Welches Öl eignet sich zum Braten – und welches nicht?

Die Auswahl an pflanzlichen Ölen ist groß. Doch nicht jedes Öl ist für jeden Zweck in der Küche geeignet

Welches Öl eignet sich zum Braten – und welches nicht?

© iStock/ilistimlyanin

Olivenöl zum Braten – ja oder nein? Wenn etwas heiß angebraten werden soll, muss man bei der Wahl des Öls aufpassen. Zu stark erhitztes Öl kann beginnen, zu rauchen. Mit dem Erreichen des sogenannten Rauchpunktes entsteht ein Gift, das gesundheitsschädigend sein kann: Acrolein.

Rauchpunkt und Acrolein

Dieser Rauchpunkt ist bei allen Ölen unterschiedlich. Die meisten kaltgepressten Öle enthalten viele ungesättigte Fettsäuren. Sie gelten als sehr gesund und sind zum Beispiel für Salatdressings optimal. Das Problem: Diese ungesättigten Fettsäuren zersetzen sich bei geringerer Hitze als die ungesünderen, gesättigten in den raffinierten Ölen. Der Rauchpunkt ist früher erreicht, das giftige Acrolein entsteht, und das Öl sollte nicht mehr verwendet werden.

Es gilt also die Faustregel: Je mehr ungesättigte Fettsäuren ein Öl enthält, desto gesünder ist es zwar, aber desto weniger eignet es sich zum Braten in der Pfanne.

Beim Olivenöl muss man genauer auf das Etikett schauen: Wenn das Olivenöl nativ ist, liegt der Rauchpunkt schon bei etwa 160 Grad. Das lässt in der Pfanne höchstens vorsichtiges Andünsten zu. Raffiniertes Olivenöl dagegen wird durch Heißpressung hitzebeständiger gemacht. Mit einem raffinierten Olivenöl kann also auch heißer gebraten werden.

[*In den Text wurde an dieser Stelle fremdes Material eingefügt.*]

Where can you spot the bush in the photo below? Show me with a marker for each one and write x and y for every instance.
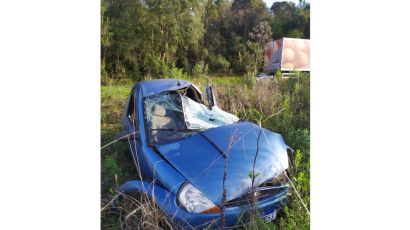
(249, 79)
(218, 64)
(154, 66)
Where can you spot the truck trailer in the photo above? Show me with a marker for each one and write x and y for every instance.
(287, 55)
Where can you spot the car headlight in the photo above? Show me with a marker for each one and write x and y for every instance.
(194, 201)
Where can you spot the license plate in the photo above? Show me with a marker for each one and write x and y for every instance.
(269, 216)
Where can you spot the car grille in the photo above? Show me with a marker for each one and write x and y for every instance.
(263, 191)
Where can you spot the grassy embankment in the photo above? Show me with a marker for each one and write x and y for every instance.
(280, 105)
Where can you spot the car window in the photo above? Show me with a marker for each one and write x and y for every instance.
(198, 116)
(132, 111)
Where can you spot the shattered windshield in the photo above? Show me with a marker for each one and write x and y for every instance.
(171, 116)
(198, 116)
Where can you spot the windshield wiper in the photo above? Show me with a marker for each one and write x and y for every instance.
(181, 130)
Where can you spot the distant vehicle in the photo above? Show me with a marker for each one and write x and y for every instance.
(181, 147)
(287, 55)
(264, 76)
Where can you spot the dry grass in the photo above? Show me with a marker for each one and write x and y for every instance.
(280, 105)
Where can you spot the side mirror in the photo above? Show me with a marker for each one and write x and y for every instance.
(125, 135)
(211, 96)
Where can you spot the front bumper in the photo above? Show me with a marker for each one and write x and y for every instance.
(167, 201)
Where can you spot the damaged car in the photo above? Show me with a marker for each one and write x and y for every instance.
(198, 162)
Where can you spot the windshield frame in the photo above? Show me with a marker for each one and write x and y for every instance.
(188, 132)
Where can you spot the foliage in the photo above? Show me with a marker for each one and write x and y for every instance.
(145, 39)
(280, 105)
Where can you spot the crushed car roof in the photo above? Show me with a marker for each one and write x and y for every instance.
(151, 87)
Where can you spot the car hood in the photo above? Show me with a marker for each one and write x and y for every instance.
(201, 158)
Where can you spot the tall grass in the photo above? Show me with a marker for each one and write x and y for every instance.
(280, 105)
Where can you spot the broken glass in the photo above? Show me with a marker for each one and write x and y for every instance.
(198, 116)
(170, 116)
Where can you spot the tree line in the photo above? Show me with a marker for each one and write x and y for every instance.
(157, 38)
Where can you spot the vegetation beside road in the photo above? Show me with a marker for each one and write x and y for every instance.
(280, 105)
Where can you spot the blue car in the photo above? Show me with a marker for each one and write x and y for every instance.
(198, 162)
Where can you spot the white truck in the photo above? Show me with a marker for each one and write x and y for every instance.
(287, 55)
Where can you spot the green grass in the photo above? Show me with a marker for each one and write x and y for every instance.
(280, 105)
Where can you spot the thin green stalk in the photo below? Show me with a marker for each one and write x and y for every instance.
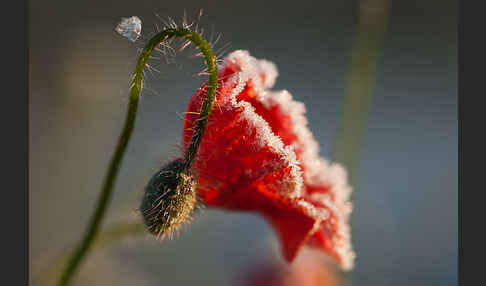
(135, 89)
(371, 29)
(107, 237)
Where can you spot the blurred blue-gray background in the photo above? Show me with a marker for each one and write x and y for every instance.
(404, 222)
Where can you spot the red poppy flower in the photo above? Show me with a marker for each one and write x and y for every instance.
(257, 154)
(307, 270)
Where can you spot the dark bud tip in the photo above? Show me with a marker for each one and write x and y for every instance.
(169, 199)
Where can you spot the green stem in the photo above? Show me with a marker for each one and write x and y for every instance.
(107, 237)
(372, 26)
(135, 89)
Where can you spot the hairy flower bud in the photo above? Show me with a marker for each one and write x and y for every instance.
(169, 199)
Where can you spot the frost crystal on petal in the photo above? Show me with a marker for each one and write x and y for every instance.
(130, 28)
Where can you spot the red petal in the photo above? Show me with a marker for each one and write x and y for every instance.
(246, 161)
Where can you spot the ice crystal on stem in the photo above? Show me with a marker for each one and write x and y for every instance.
(130, 28)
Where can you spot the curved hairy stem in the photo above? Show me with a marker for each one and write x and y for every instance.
(135, 89)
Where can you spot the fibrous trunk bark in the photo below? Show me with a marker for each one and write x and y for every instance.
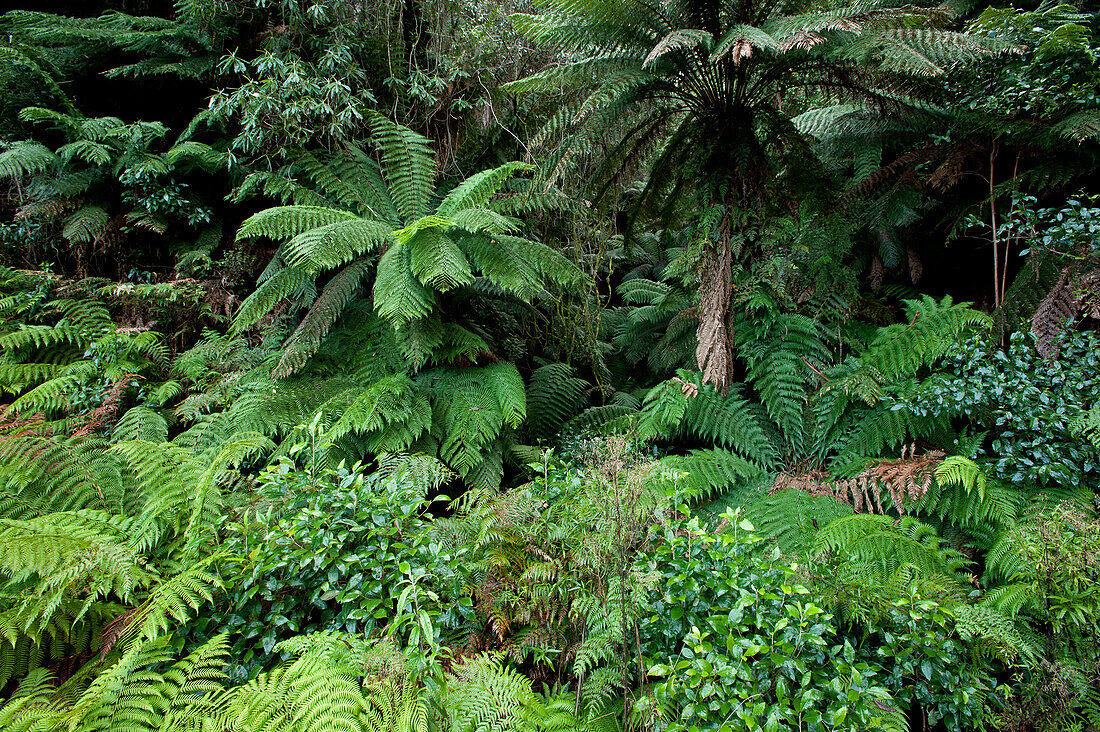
(714, 352)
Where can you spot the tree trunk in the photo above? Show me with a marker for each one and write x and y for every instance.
(715, 350)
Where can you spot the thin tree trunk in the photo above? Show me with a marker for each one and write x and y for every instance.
(715, 350)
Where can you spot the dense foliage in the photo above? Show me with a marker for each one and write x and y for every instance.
(530, 366)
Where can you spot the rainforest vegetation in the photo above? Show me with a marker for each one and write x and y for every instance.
(546, 366)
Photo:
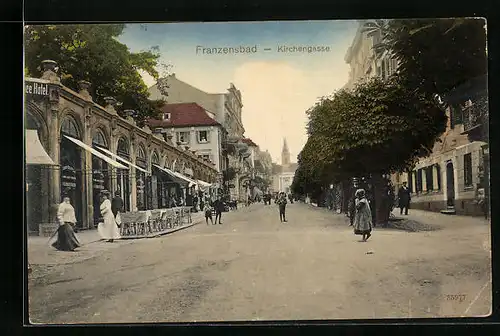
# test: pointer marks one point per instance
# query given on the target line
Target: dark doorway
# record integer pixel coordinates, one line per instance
(123, 178)
(450, 185)
(33, 197)
(71, 176)
(100, 174)
(71, 168)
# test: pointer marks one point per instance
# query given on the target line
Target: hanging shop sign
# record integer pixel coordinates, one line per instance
(140, 184)
(68, 177)
(36, 89)
(98, 180)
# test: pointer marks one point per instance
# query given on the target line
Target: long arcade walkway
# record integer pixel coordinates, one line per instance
(252, 267)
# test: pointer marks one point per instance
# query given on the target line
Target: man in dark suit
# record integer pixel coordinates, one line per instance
(116, 204)
(219, 208)
(404, 198)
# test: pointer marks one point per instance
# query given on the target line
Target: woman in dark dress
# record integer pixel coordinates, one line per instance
(66, 238)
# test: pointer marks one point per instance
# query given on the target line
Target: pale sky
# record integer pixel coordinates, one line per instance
(277, 87)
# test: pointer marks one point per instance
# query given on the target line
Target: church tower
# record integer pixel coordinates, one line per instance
(285, 154)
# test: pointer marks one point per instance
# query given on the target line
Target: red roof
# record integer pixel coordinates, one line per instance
(183, 114)
(249, 142)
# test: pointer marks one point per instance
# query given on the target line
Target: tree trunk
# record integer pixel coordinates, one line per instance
(382, 208)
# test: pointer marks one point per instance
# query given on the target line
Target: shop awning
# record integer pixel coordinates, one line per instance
(123, 160)
(203, 185)
(178, 175)
(96, 153)
(184, 177)
(170, 173)
(35, 153)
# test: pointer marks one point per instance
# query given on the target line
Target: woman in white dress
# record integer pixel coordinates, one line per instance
(108, 229)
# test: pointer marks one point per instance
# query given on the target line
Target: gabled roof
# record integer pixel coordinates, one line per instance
(249, 142)
(182, 115)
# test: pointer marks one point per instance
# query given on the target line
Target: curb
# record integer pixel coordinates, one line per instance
(160, 234)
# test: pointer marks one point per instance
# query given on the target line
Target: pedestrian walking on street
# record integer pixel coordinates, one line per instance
(66, 238)
(363, 217)
(116, 204)
(404, 197)
(108, 229)
(219, 207)
(208, 213)
(352, 210)
(282, 206)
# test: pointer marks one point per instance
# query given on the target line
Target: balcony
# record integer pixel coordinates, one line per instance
(475, 120)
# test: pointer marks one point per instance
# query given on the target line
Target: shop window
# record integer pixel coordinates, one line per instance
(456, 115)
(468, 170)
(429, 178)
(203, 136)
(123, 148)
(69, 127)
(183, 137)
(419, 180)
(410, 182)
(438, 180)
(99, 139)
(155, 159)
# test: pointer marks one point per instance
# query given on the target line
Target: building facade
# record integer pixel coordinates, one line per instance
(194, 128)
(283, 178)
(364, 63)
(457, 170)
(75, 132)
(226, 109)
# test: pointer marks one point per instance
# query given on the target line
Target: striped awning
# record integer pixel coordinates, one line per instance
(35, 153)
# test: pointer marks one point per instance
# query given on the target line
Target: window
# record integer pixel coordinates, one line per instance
(429, 178)
(438, 172)
(202, 136)
(183, 137)
(419, 180)
(410, 181)
(456, 115)
(468, 170)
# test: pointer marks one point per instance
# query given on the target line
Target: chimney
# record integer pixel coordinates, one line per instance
(110, 105)
(49, 68)
(129, 116)
(84, 87)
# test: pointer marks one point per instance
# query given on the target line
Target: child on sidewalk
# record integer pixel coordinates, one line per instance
(208, 213)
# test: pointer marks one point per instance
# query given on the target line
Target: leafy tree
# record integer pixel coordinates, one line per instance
(93, 53)
(379, 127)
(434, 55)
(229, 174)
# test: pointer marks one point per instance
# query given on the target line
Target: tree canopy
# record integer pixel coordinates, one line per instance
(434, 55)
(378, 127)
(92, 52)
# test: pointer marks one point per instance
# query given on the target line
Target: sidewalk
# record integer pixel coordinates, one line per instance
(40, 252)
(439, 219)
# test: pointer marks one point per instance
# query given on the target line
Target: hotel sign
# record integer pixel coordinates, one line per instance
(37, 89)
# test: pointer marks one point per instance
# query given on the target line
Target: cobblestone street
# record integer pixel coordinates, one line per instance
(255, 268)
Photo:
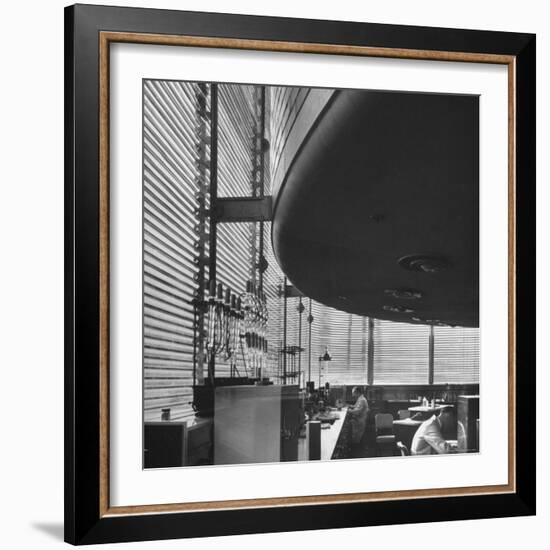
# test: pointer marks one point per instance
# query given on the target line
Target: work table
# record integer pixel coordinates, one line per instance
(329, 437)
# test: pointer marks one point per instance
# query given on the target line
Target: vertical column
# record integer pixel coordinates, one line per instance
(203, 158)
(431, 356)
(370, 352)
(213, 202)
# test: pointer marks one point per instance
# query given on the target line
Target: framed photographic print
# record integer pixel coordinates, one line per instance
(299, 274)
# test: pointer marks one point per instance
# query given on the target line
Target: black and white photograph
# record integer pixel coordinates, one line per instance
(310, 274)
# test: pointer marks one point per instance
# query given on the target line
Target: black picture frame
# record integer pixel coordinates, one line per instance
(84, 522)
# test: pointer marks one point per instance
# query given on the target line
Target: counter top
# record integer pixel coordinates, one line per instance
(329, 437)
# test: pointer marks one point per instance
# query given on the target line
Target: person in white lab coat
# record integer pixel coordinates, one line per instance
(428, 439)
(358, 414)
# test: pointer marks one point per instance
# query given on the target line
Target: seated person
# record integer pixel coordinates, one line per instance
(428, 439)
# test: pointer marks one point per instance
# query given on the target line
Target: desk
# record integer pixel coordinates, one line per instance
(427, 411)
(329, 437)
(405, 429)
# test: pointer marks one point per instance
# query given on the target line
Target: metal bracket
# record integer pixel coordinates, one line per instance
(243, 209)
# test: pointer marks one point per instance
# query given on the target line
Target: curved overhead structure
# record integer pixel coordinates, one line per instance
(377, 211)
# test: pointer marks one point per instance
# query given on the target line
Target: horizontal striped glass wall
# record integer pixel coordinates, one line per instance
(173, 113)
(170, 181)
(456, 355)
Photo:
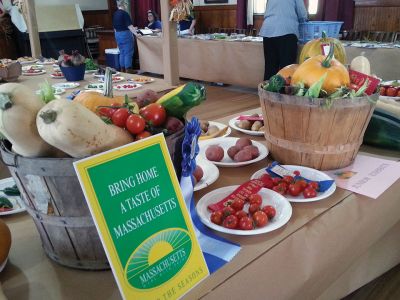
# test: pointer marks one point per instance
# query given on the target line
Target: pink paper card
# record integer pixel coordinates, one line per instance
(368, 176)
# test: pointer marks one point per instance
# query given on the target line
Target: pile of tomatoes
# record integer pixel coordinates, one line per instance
(153, 114)
(390, 91)
(293, 186)
(234, 215)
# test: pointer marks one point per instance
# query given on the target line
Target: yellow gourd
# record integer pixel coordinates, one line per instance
(314, 47)
(315, 67)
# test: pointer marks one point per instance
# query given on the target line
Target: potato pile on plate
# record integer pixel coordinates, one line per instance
(251, 125)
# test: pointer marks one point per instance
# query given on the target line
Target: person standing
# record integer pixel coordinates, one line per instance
(280, 32)
(154, 22)
(124, 32)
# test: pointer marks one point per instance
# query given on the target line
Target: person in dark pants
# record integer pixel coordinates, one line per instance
(280, 31)
(124, 32)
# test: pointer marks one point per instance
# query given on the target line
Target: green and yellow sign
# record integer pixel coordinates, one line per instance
(138, 208)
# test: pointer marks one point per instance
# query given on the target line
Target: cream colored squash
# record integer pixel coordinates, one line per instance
(18, 108)
(78, 131)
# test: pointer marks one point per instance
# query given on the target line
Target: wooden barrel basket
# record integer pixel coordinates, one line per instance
(54, 198)
(318, 133)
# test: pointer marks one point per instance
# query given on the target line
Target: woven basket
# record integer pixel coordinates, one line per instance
(53, 197)
(313, 132)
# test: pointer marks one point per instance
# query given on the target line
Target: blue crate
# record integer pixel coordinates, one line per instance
(312, 30)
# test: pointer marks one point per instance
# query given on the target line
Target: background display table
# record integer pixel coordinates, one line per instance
(241, 63)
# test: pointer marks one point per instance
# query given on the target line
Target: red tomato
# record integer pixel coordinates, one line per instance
(309, 192)
(269, 211)
(227, 210)
(245, 223)
(255, 198)
(106, 111)
(135, 124)
(276, 180)
(260, 219)
(154, 113)
(294, 189)
(230, 222)
(120, 116)
(240, 214)
(217, 217)
(143, 135)
(279, 189)
(313, 185)
(253, 208)
(267, 181)
(303, 184)
(288, 179)
(391, 92)
(238, 204)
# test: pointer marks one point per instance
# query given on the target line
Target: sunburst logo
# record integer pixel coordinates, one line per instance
(158, 259)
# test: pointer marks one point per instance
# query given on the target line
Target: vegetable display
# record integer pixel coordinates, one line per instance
(180, 100)
(315, 47)
(18, 108)
(77, 130)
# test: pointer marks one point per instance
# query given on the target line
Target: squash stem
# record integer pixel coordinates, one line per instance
(326, 63)
(5, 101)
(48, 116)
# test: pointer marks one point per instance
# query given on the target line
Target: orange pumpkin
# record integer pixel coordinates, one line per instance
(315, 67)
(92, 100)
(287, 72)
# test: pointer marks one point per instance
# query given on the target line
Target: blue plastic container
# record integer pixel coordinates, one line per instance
(313, 30)
(73, 73)
(112, 58)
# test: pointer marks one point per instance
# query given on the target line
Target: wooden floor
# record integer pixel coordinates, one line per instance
(231, 101)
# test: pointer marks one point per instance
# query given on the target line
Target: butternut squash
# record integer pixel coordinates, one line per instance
(78, 131)
(18, 108)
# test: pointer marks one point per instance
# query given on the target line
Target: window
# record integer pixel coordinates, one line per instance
(259, 6)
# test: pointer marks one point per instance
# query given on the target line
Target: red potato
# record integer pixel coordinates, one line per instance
(232, 151)
(243, 155)
(243, 142)
(215, 153)
(198, 173)
(254, 151)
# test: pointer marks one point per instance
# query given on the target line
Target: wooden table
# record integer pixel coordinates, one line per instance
(328, 249)
(241, 63)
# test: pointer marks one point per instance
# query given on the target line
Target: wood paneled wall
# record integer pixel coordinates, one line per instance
(377, 15)
(215, 16)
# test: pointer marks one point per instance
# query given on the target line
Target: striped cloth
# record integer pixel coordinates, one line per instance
(283, 17)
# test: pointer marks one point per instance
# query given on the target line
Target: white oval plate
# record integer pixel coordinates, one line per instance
(308, 173)
(220, 126)
(58, 91)
(232, 123)
(145, 80)
(56, 77)
(66, 85)
(115, 79)
(34, 74)
(269, 197)
(211, 174)
(18, 204)
(120, 87)
(102, 75)
(94, 86)
(226, 143)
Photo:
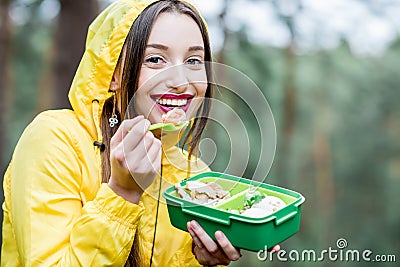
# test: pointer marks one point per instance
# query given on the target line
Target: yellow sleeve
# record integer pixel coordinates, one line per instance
(51, 226)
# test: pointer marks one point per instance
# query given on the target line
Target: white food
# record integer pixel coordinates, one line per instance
(175, 116)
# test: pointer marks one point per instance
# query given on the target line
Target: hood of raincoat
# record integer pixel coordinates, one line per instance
(104, 42)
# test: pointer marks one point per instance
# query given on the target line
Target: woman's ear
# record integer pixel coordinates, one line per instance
(115, 81)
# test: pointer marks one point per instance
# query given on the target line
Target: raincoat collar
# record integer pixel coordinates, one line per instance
(104, 42)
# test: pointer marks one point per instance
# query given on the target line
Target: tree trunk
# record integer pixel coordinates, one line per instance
(74, 19)
(5, 41)
(289, 107)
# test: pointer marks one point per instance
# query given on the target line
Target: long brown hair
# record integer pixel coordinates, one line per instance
(134, 48)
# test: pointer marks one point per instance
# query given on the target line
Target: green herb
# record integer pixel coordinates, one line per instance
(254, 200)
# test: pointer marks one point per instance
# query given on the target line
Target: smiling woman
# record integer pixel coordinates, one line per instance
(84, 185)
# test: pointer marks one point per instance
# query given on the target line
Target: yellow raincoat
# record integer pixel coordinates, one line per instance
(56, 210)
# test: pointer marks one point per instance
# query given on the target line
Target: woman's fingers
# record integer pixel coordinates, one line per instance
(123, 129)
(203, 237)
(230, 251)
(135, 135)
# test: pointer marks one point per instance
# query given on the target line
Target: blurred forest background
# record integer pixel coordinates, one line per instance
(336, 104)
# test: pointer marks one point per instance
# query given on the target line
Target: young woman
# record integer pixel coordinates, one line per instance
(83, 186)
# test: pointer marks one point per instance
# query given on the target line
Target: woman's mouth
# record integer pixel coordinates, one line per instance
(167, 102)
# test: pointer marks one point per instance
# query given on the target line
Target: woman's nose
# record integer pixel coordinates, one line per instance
(177, 80)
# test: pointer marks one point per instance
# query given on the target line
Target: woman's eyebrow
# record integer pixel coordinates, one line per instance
(158, 46)
(165, 48)
(196, 48)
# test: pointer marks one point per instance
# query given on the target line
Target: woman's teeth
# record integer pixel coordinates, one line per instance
(172, 102)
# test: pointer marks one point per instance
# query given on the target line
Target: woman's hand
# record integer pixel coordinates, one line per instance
(207, 251)
(135, 156)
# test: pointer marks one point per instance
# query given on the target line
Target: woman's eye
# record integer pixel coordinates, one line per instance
(194, 61)
(154, 60)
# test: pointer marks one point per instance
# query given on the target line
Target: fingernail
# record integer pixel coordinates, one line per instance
(195, 225)
(199, 245)
(219, 235)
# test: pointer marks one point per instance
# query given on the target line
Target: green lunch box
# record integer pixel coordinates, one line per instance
(248, 233)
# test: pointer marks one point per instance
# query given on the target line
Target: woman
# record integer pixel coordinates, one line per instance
(82, 188)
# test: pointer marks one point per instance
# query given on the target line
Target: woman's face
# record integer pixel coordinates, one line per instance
(173, 73)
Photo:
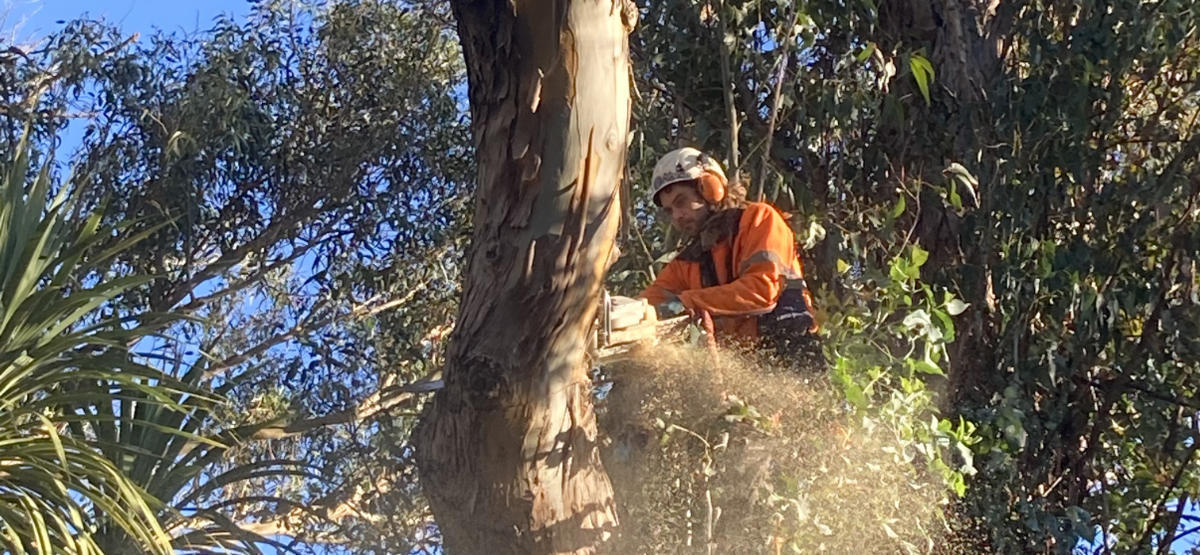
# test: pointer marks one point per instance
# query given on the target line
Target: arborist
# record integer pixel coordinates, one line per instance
(738, 264)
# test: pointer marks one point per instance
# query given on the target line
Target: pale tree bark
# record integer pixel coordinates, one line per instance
(508, 449)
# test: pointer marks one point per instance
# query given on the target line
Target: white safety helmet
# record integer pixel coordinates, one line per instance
(682, 165)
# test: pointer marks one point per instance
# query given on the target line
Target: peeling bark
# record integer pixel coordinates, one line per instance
(508, 449)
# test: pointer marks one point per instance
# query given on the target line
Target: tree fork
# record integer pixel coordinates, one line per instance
(508, 448)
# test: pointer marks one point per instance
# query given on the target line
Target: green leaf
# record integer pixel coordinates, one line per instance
(918, 256)
(955, 306)
(923, 73)
(867, 53)
(899, 208)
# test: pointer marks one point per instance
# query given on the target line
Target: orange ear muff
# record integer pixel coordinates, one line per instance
(712, 188)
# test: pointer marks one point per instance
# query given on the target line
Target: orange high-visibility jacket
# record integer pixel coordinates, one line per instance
(763, 257)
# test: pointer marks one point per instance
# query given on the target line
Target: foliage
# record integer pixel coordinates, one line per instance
(1045, 157)
(313, 194)
(61, 357)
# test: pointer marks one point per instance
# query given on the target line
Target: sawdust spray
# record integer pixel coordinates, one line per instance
(735, 455)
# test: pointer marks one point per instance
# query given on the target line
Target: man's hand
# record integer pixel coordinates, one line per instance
(670, 309)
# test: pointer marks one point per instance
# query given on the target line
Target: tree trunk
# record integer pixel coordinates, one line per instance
(508, 449)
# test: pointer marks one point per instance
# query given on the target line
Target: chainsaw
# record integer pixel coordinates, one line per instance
(625, 324)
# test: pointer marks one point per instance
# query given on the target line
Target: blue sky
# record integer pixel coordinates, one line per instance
(28, 19)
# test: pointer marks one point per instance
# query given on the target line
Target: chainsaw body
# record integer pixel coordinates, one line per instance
(625, 324)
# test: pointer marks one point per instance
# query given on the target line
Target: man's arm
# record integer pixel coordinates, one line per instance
(666, 287)
(767, 245)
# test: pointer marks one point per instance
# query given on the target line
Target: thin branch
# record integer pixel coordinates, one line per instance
(777, 101)
(727, 88)
(361, 310)
(1157, 513)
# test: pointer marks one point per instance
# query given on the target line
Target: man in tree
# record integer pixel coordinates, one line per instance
(739, 263)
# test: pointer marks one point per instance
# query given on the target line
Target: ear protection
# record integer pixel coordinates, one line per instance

Für alles sollten aber auch raffinierte Öle nicht verwendet werden. Denn leider entstehen bei Raffination oder auch Fetthärtung von Ölen Transfette. Sie gelten als gesundheitsschädlich. Eine Alternative gerade für hohe Temperaturen kann Kokosfett sein. Dieses hat von Natur aus ein stabiles Fettsäuremuster, das extrem hitzebeständig ist.

Kaltgepresste Öle: Raps, Distel, Leinöl

Weil die Herstellung schonender und die Öle durch ihre ungesättigten Fettsäuren gesünder sind, gibt es in Bioläden vor allem native Öle zu kaufen. Diese sind nicht nur kaltgepresst, sondern auch naturbelassen in Aroma und Farbe. Ihre Rauchpunkte sind früh erreicht, was sie ungeeignet für die Pfanne oder den Wok macht. Besser sind hierfür:

Kokos- und Sesamöl, Erdnuss- und Sojaöl

Sehr hitzebeständig sind Erdnuss- und Sojaöl. Ihr Rauchpunkt liegt bei etwa 230 Grad – eine Temperatur, die beim scharfen Anbraten in Pfanne oder Wok erreicht wird.

Sesam- und Kokosöl sind ebenfalls gute Alternativen für eine heiße Pfanne.

Weitere Produkte: High-Oleic-Bratöle

Die „High-Oleic“-Öle aus dem Bioladen dürfen aufgrund ihres schonenden Herstellungsprozesses die Bezeichnung „kaltgepresst“ tragen. Mithilfe von Züchtungen hat man die Sonnenblumen- und Distelsorten, aus denen diese Öle gewonnen werden, verändert. Sie weisen einen hohen Ölsäureanteil auf, der den Rauchpunkt auf etwa 210 Grad nach oben verschiebt. Damit gelten sie als gesunde Alternative zu den raffinierten Ölen.

Ab jetzt also das Olivenöl lieber an den Salat, und nicht in die Pfanne.